Pintu dibuka tanpa suara oleh
seorang lelaki setengah baya yang mengenakan pakaian pelayan tradisional.
Setiap helai rambutnya berwarna putih, matanya yang kecil dan tajam terlihat
mengamati Gon dengan seksama. Dia mengucapkan selamat datang dan mempersilahkan
tamunya masuk ke sebuah aula besar. Dari suaranya, Gon mengenali bahwa pelayan
inilah yang selalu menjawab telepon setiap kali dia menyepakati perjanjian
dengan pihak pemilik rumah.
Gon menyusun pendapatnya sendiri mengenai
aula ini saat memasukinya. Sunyi. Itu yang paling mudah untuk dikatakannya.
Tidak ada perabotan rumit yang menghiasinya, hanya beberapa meja dengan ukiran
menghiasi setiap kakinya, beberapa wadah besar yang ditutup rapat di
sudut-sudut ruangan, satu pot berisi setangkai rumput kering, juga sebuah lampu
gantung yang terlihat memantulkan cahaya pada kaca-kacanya yang rapuh. Lampu
itu tidak menyala. Bau debu menjumpai indera penciumannya. Semua yang ada di
sini benar-benar tua, tapi cukup berharga. Benda yang paling menarik
perhatiannya adalah sebuah bingkai emas raksasa yang sudah nyaris tertutup
seluruhnya oleh debu, bahkan sedikit sarang laba-laba, tidak jelas siapa yang
terlukis di sana. Gon menaksir harganya. Bingkai itu terpasang dengan megah di
dinding yang kosong, menjadi pusat dari aula yang mungkin dapat menampung lebih
dari lima puluh orang ini.
Derit yang dihasilkan oleh daun
pintu yang dibukakan si pelayan mengalihkan Gon dari memandangi lukisan itu
lebih lanjut. Pemuda itu menelan ludah, kemudian mengikuti si pelayan memasuki
sebuah ruangan yang –astaga, apa mereka kehabisan minyak tanah untuk lampunya?
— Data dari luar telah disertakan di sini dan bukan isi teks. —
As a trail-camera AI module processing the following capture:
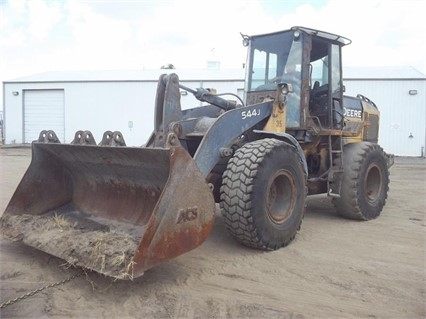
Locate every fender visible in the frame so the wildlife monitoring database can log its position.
[194,101,272,177]
[253,130,308,178]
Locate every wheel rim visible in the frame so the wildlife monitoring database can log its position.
[364,164,383,203]
[266,170,297,224]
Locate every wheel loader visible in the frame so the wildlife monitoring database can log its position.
[0,27,393,279]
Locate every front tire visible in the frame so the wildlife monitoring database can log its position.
[220,139,306,250]
[333,142,389,220]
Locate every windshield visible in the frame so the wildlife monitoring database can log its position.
[246,32,302,127]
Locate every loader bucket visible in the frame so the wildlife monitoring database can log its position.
[0,142,215,279]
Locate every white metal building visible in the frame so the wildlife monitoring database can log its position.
[3,67,426,156]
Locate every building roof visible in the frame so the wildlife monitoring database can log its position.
[5,69,244,83]
[343,66,426,80]
[4,67,426,83]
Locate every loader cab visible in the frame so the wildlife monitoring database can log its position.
[243,27,350,130]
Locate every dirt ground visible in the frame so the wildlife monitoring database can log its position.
[0,148,426,319]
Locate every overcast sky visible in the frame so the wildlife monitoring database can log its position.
[0,0,426,94]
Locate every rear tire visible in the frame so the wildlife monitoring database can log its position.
[220,139,306,250]
[333,142,389,220]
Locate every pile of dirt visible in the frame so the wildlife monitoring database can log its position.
[0,214,140,279]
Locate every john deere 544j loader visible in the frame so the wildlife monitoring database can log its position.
[1,27,393,279]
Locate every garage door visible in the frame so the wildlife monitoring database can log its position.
[24,90,65,143]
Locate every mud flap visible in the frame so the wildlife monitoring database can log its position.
[0,142,215,279]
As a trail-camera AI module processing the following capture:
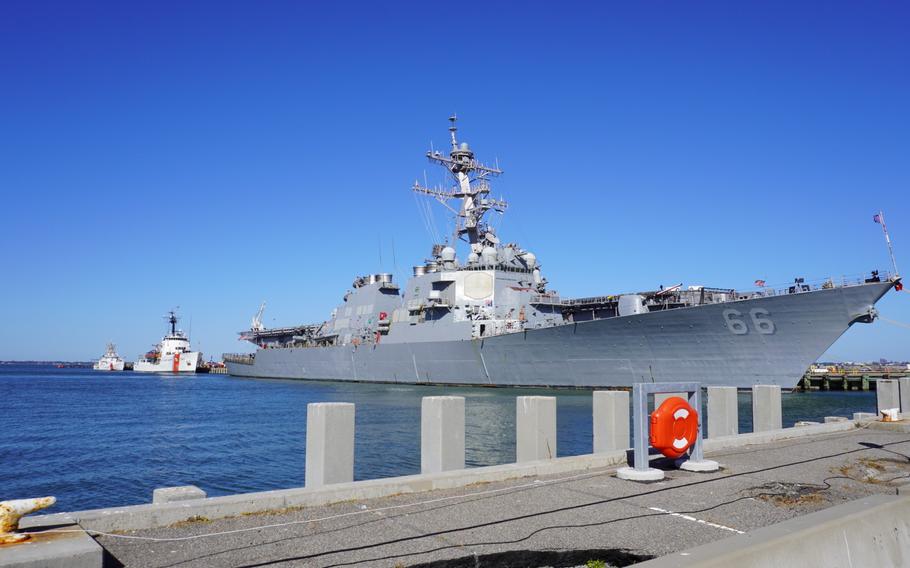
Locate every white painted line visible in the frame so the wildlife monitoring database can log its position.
[648,507,746,534]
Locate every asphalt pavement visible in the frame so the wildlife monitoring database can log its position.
[97,428,910,568]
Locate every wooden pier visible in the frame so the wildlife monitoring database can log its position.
[794,372,910,392]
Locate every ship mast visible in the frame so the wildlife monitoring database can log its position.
[413,116,508,254]
[167,310,178,335]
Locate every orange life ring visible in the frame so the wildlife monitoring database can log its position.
[650,396,698,459]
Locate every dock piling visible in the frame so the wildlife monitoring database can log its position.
[515,396,556,463]
[420,396,464,473]
[897,377,910,415]
[752,385,784,432]
[708,387,739,438]
[305,402,354,487]
[875,379,901,413]
[593,391,632,454]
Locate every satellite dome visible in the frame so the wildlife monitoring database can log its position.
[480,247,496,264]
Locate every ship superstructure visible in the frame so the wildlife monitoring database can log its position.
[225,117,899,387]
[133,310,202,373]
[92,343,124,371]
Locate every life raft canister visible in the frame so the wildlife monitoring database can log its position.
[650,396,698,459]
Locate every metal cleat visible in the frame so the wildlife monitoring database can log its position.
[0,497,57,544]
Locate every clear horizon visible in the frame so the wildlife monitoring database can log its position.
[0,1,910,361]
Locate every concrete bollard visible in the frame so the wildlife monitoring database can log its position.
[897,377,910,415]
[306,402,354,487]
[875,379,901,414]
[515,396,556,463]
[152,485,206,504]
[708,387,739,438]
[594,391,632,454]
[420,396,464,473]
[654,392,689,410]
[752,385,784,432]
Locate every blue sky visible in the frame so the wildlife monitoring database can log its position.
[0,1,910,360]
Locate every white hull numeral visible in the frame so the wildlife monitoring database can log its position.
[724,308,775,335]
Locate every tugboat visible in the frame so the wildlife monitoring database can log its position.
[91,343,124,371]
[133,310,202,373]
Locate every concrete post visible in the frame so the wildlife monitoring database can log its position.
[420,396,464,473]
[875,379,901,414]
[515,396,556,463]
[897,377,910,415]
[708,387,739,438]
[654,392,689,410]
[594,391,632,454]
[752,385,783,432]
[306,402,354,487]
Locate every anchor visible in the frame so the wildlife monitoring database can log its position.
[0,497,57,544]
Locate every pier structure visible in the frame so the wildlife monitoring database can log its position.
[795,370,910,392]
[10,383,910,568]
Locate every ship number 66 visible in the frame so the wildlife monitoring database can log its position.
[724,308,774,335]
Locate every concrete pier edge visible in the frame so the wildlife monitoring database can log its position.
[636,495,910,568]
[23,421,857,532]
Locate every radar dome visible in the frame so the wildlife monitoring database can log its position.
[480,247,496,264]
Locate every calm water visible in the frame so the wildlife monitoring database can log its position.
[0,366,875,511]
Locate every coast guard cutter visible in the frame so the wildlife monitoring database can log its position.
[225,117,900,387]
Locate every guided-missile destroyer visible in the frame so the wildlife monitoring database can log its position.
[224,117,900,387]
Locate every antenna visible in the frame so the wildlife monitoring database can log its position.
[872,209,900,278]
[449,114,458,150]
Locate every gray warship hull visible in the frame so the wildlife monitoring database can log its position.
[226,281,895,388]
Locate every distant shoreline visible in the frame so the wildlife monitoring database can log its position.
[0,361,92,367]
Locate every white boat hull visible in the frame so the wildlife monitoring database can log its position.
[133,351,199,373]
[92,360,123,371]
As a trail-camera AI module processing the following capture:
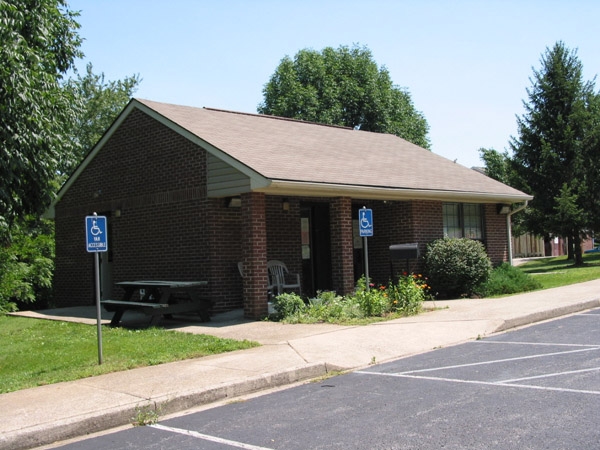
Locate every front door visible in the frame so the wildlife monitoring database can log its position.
[300,203,332,296]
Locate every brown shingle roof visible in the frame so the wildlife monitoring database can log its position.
[137,100,531,202]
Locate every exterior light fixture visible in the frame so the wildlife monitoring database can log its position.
[498,204,510,214]
[227,197,242,208]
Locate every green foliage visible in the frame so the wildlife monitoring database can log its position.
[483,263,542,296]
[272,293,306,317]
[0,0,81,232]
[274,275,428,323]
[511,42,600,264]
[62,63,141,174]
[351,276,390,317]
[0,217,54,312]
[387,274,430,316]
[0,315,259,393]
[425,237,492,297]
[258,46,430,148]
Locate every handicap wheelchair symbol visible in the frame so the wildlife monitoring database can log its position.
[90,219,102,236]
[358,208,373,237]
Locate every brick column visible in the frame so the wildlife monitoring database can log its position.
[242,192,268,319]
[329,197,354,295]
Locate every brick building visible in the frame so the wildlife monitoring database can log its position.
[49,99,531,318]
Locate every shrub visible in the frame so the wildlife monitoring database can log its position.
[387,274,429,316]
[273,275,429,323]
[484,263,542,296]
[0,217,54,313]
[348,276,390,317]
[425,237,492,297]
[272,293,306,318]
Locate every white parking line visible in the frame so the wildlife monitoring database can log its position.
[148,423,273,450]
[355,372,600,395]
[498,367,600,383]
[376,346,600,375]
[475,340,600,348]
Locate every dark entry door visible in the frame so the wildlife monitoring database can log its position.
[300,203,332,296]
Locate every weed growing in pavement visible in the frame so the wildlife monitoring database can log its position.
[131,405,160,427]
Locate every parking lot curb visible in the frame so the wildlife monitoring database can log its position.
[494,298,600,333]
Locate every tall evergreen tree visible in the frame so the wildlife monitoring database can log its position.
[511,42,596,264]
[0,0,81,239]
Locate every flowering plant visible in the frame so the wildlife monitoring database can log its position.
[387,272,430,315]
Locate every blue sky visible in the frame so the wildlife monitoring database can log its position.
[69,0,600,167]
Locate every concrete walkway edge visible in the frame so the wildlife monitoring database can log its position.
[0,279,600,450]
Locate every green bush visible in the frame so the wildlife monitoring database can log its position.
[348,276,390,317]
[272,293,306,318]
[387,274,429,316]
[273,275,429,323]
[425,237,492,298]
[0,217,54,313]
[484,263,542,296]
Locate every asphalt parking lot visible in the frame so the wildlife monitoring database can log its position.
[50,309,600,450]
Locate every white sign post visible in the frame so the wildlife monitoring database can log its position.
[85,213,108,364]
[358,206,373,291]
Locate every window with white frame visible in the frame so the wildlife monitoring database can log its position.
[442,203,483,240]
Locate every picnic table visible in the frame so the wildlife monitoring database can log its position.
[100,280,210,327]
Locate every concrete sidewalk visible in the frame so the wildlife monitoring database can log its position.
[0,280,600,450]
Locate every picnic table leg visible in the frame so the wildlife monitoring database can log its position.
[110,307,125,328]
[148,314,162,327]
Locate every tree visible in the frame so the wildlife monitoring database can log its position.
[0,0,81,240]
[511,42,597,264]
[479,147,511,185]
[258,46,430,148]
[61,63,141,174]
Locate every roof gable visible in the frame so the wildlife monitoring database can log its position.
[46,99,532,217]
[138,100,531,202]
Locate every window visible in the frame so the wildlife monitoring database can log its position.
[442,203,483,240]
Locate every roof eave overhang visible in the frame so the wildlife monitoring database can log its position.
[42,99,270,219]
[253,180,533,204]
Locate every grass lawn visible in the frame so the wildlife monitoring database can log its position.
[0,315,259,393]
[0,253,600,393]
[519,253,600,289]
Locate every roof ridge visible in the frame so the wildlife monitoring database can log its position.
[202,106,352,130]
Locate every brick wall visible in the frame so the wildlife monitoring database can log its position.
[54,110,212,306]
[329,197,354,295]
[484,204,508,265]
[54,106,507,317]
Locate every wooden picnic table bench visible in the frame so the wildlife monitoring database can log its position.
[100,280,210,327]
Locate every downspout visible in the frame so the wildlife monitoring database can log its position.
[506,200,529,266]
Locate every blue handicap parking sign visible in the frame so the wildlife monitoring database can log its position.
[358,208,373,237]
[85,216,108,253]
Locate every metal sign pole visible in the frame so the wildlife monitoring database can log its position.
[85,213,108,364]
[358,206,373,291]
[94,252,103,364]
[363,236,371,292]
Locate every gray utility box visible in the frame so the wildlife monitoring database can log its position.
[390,243,419,260]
Kedua mata Gon yang berwarna hitam cemerlang dibukanya lebar-lebar, berusaha
menatap. Itu dia. Hawa dingin pada kamar ini menyiratkan seolah semua
jendelanya telah dibuka lebar-lebar, membiarkan udara malam yang berkabut untuk
masuk dan melingkupi seluruh perabotannya seolah tidak ada seorangpun manusia
akan berdiam di sana, tapi itu dia.
Di antara beberapa kursi tua dengan
pola ukir yang sama dengan meja dan dindingnya, tampak menonjol sekali sebuah
kursi raksasa, lebih besar dan lebih rumit, serta lebih bersih dibandingkan
kursi lainnya. Adapun, kursi ini tidak terlihat lebih hidup meskipun di atasnya
duduk seorang perempuan berusia setengah baya, dengan tubuh jangkung yang
dilapisi mantel abu-abu dan sepasang sandal yang sama sekali tidak terlihat
manis. Matanya yang berwarna kelabu menyipit di atas lekuk senyumnya yang tidak
wajar, tidak bagi Gon, dan memberinya
pandangan sinis langsung menembus kepala tamunya yang berdiri mematung.
Perempuan tua itu mengangkat tangannya sekilas, mempersilahkan Gon untuk duduk
sebelum mengembalikan posisi tangannya ke lengan kursinya seperti semula.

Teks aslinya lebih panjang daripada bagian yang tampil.